Alle sue spalle, le ginocchia rattrappite dall'umidità, una donna piangeva con le mani congiunte alla croce.
Si chiamava Murien, suo marito era morto, aveva tre figli, due piccole
femmine e un maschio di sedici anni. Il giovanotto si chiamava Vinn, ed
era il motivo per cui Henning aveva iniziato quella caccia.

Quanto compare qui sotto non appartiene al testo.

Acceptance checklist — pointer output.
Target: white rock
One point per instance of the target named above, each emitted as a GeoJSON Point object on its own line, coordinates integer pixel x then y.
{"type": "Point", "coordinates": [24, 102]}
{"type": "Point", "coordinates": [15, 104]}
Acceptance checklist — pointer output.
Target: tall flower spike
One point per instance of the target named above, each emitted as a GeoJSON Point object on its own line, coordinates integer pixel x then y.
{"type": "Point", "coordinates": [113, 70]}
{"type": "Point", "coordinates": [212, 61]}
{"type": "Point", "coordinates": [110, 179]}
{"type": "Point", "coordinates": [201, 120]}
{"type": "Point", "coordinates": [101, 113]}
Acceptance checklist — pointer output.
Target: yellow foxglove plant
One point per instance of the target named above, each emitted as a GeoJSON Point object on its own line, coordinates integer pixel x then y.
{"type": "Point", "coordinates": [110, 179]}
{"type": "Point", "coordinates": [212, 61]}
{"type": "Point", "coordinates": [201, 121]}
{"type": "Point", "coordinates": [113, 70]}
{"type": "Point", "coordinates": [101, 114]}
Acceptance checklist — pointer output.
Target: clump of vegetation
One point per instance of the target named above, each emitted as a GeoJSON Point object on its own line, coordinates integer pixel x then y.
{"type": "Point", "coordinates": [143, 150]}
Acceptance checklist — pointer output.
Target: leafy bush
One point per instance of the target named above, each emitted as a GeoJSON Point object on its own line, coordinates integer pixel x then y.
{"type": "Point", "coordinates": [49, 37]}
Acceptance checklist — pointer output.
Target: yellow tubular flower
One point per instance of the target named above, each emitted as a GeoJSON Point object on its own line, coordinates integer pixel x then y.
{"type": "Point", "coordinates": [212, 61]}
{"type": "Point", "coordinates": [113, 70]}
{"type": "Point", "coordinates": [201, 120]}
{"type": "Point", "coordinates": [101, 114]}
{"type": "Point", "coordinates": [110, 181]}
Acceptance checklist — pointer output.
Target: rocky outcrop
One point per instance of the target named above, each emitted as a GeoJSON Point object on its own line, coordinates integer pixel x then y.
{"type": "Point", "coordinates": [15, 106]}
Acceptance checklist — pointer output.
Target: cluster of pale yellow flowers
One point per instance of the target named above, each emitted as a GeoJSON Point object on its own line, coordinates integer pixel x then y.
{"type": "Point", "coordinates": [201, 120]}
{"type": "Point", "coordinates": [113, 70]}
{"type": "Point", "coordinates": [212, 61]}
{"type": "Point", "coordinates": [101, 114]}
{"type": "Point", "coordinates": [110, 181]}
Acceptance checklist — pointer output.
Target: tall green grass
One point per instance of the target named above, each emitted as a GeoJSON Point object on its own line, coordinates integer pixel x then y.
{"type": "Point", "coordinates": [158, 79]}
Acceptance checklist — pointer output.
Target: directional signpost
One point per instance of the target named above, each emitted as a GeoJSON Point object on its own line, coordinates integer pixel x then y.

Vinn aveva incontrato la strega sulla strada del villaggio. Lei stava
raccogliendo margherite in un cesto, lui l'aveva guardata. Avevano
fatto l'amore dietro una quercia.
Una volta tornato a casa, Vinn era crollato a terra con febbre e
vomito. La sua pelle era diventata grigia, come se ne avessero
appannato il colore.
Il monaco del santuario l'aveva benedetto, poi gli aveva offerto un
giaciglio nella casa del Signore sperando nella clemenza divina. Alla fine
aveva chiamato
Henning.
Lo Sterminatore si fece scortare al capezzale del giovane e
ne tastò la fronte bollente, il sudore sulle tempie, le labbra
tagliate dalla secchezza.
Il monaco, che stava strizzando un panno in un bacile d'acqua, si
fece da parte con un sospiro.
Murien stropicciò le mani dentro la gonna lurida.
«Può guarirlo?»
«Posso salvarlo» disse Henning. Lasciò cadere la
bisaccia sul pavimento, un rumore di ferraglia cozzò sulla
pietra
cava. Con un mortaio sminuzzò la pelle della strega che aveva
succhiato la vita a Vinn; poi la scosse in un liquido pastoso
finché non si disciolse.
«Fateglielo bere» fu l'ordine.
Murien titubò, le tremarono le mani. Solo quando il monaco la
esortò a raccogliere il filtro, la donna si
sfogò in un pianto di gioia. Aveva salvato il suo unico figlio,
gli era debitrice, gli doveva la vita.
Henning non si attardò oltre. Riprese il galoppo senza aspettare
l'urlo di una madre che avrebbe visto il proprio figlio tossire schiuma
bianca e tossire finché non avrebbe sanguinato i denti, poi i
polmoni.
Henning poteva solo salvare l'anima, purificare lo spirito, non guarire un corpo dannato.
Quella notte dormì alla pioggia, contro un tronco bagnato.